Location
- Ecclesiastical province: Anglican Church in North America

Statistics
- Parishes: 22 (*)

Information
- Rite: Anglican

Current leadership
- Bishop: Charles Dorrington

= Diocese of Western Canada and Alaska =

The Diocese of Western Canada and Alaska was a diocese of the Reformed Episcopal Church and the Anglican Church in North America. It also included the Missionary District of Cuba. The diocese was formed in 1996 when the Canadian and American branches of the Reformed Episcopal Church were reunited. It was, at the time, composed of parishes extending back to the founding of the REC in the 1870s. As a part of the Reformed Episcopal Church, the diocese became part of the Anglican Church in North America upon its creation in 2009. It was the smallest of both denominations' dioceses, comprising only two parishes in British Columbia, Canada. Despite its name, the diocese was inactive in Alaska. The diocese also had the Missionary District of Cuba, which was launched in 2003, currently with 20 parishes. Its headquarters were located in Victoria, British Columbia. The first bishop ordinary was E. A. "Ted" Follows, followed by Charles Dorrington.

On 7 October 2012, the REC parish of Church of Our Lord in Victoria merged with Christ the King Anglican Church to form a new congregation which kept the historic name of Church of Our Lord, moving within the jurisdiction of the Anglican Network in Canada.

The diocese had a larger jurisdiction in Cuba due to the presence of the Missionary District since 2003, where it counts 20 parishes in 3 districts.

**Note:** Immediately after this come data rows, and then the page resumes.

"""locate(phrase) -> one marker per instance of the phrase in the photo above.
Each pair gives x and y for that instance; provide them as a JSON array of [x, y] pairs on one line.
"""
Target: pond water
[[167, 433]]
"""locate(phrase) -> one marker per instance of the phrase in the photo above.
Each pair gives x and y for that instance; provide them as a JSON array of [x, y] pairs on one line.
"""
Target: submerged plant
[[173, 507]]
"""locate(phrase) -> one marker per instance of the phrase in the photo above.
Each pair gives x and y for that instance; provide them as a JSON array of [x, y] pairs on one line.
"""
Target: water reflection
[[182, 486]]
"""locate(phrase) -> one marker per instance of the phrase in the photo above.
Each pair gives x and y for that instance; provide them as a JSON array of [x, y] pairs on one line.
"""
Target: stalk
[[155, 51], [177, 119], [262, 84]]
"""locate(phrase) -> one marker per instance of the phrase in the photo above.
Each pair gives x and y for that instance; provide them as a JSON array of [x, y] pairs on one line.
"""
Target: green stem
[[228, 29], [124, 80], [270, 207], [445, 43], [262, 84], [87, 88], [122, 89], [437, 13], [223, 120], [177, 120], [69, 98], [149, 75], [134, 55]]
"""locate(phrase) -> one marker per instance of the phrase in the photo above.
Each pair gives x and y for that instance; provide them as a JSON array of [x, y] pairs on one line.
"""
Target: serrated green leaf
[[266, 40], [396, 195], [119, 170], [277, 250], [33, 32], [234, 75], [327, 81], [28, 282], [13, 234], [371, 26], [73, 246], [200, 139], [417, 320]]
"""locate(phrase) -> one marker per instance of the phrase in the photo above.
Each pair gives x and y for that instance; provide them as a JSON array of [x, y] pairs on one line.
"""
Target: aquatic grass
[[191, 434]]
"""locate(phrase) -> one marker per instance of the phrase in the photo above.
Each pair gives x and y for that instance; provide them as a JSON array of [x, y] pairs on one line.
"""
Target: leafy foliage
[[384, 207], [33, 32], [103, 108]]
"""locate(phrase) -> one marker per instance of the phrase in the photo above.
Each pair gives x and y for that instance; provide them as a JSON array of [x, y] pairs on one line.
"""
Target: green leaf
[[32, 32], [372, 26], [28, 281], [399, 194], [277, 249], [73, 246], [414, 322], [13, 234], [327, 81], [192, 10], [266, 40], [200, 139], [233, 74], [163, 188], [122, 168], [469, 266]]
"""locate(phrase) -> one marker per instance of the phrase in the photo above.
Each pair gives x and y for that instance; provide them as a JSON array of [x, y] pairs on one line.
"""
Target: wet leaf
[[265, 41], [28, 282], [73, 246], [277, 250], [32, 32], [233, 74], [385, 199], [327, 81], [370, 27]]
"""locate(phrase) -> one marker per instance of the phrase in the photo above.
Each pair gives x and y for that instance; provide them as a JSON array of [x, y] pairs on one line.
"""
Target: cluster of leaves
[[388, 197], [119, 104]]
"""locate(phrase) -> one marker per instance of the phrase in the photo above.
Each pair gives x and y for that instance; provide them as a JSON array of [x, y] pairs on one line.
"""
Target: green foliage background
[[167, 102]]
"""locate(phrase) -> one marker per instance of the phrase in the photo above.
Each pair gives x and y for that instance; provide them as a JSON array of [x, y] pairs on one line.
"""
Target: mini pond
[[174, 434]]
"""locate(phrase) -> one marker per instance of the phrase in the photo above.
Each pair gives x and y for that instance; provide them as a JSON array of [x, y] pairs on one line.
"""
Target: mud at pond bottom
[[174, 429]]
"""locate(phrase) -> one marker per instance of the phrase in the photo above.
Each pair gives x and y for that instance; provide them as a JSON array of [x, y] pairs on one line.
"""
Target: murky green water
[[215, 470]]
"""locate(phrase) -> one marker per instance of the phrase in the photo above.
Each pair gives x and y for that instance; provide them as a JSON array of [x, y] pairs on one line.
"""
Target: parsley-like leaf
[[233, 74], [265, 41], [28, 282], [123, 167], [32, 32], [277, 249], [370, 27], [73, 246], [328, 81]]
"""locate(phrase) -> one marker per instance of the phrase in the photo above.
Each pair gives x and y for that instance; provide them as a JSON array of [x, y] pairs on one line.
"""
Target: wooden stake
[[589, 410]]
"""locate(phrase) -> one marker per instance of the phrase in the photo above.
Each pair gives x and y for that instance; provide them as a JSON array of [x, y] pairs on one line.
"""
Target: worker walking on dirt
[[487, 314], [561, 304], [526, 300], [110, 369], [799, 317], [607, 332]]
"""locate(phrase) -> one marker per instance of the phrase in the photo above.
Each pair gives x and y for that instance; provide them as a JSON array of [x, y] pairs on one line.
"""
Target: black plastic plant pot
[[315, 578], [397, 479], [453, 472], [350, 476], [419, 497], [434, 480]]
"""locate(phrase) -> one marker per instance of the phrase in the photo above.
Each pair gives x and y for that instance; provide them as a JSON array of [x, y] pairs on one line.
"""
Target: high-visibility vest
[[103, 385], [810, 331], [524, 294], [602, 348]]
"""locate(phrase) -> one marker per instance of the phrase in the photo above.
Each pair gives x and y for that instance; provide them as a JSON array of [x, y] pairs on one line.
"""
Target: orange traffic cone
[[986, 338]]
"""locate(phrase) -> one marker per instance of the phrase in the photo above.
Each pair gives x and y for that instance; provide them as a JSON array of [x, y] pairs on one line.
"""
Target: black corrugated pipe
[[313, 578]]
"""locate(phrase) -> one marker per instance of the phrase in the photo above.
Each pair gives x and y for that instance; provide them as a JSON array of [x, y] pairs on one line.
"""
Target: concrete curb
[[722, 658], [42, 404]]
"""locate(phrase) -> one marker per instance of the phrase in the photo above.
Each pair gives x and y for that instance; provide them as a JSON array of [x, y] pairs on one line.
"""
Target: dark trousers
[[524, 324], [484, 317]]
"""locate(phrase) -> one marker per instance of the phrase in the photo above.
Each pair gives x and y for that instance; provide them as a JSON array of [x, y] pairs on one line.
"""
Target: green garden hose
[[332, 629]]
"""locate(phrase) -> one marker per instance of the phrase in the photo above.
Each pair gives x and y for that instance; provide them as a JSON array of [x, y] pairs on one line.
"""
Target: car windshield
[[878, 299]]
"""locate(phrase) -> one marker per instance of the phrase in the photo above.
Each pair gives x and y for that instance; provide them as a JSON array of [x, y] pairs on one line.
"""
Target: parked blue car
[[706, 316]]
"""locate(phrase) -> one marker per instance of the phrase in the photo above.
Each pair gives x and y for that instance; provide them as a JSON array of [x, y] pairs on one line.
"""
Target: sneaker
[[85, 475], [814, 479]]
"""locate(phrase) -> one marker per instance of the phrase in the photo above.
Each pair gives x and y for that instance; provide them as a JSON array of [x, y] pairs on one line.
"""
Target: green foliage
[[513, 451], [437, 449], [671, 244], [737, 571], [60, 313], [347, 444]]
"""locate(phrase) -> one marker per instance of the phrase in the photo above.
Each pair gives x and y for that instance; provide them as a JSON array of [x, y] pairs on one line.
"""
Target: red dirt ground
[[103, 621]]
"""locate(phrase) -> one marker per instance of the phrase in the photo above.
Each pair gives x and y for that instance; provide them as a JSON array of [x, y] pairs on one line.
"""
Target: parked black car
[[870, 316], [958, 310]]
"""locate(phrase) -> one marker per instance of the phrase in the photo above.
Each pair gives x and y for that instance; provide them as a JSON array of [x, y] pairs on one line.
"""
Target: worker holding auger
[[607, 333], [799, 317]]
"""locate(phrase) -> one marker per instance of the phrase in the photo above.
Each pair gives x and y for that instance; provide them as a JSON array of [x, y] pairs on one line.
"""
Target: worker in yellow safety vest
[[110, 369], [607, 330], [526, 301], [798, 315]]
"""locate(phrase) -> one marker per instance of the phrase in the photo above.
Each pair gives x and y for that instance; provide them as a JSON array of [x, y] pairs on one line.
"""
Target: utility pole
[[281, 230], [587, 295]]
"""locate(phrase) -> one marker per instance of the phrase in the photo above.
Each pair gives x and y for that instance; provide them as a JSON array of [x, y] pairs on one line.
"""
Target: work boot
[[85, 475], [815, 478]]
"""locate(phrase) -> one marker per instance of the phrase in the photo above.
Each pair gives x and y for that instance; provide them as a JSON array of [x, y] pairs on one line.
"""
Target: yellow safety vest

The district's bishop is Willians Mendez Suarez. The Missionary District of Cuba was launched after a special request of people who wished to affiliate with the Reformed Episcopal Church and were unable to do so except with a Canadian jurisdiction because of the United States embargo in the country. It is currently the only jurisdiction of the Anglican Church in North America outside the United States and Canada.

It was decided to extinct the diocese, due to its small size with only Living Word Reformed Episcopal Church remaining in Canada, and to incorporate her at the Diocese of Mid-America, as the Convocation of the West and Western Canada, of which is now a member. Charles Dorrington become an Assisting Bishop for Canada and Cuba at his new diocese.